Not only did this anger the only interest group that could realistically take Puzder down in the Senate, it made the base less likely to care to rescue him if anything untoward came to light. And I’d call Puzder’s ex-wife going on The Oprah Winfrey Show in disguise in the 1980s to reveal the pain of domestic violence as something that requires a rescue.
Previously, Lisa Fierstein, the ex-wife, has said that she made up multiple claims of abuse during her marriage to get an upper hand in divorce proceedings (even though there are court documents showing abuse claims from before the divorce). But showing up on Oprah in disguise doesn’t fit with that story. And Puzder’s own spokesman confirmed the appearance.

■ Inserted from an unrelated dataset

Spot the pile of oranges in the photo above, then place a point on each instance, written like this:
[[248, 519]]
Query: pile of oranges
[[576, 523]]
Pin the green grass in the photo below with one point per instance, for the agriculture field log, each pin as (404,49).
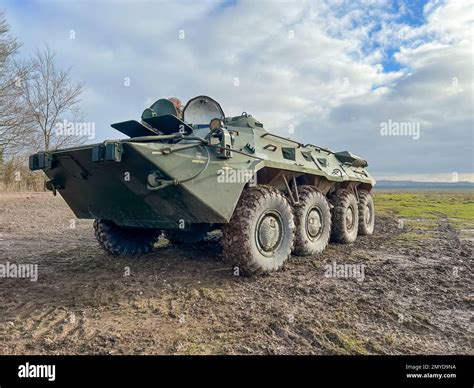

Hearings for the labor secretary nominee were indefinitely postponed last week, the second such delay. If the Oprah tape ever gets found, the Breitbart crowd will likely sit back and watch Puzder squirm rather than step in. With a relentless opposition and no grassroots support on his own side, it could only get worse for Puzder, unless he chooses to exit the spotlight with his reputation half-intact.
Senate Republicans could swallow their pride and confirm both nominees, making these early stumbles a memory. Or the trouble could reflect an inattentive transition to a chaotic presidency marked by failure after failure.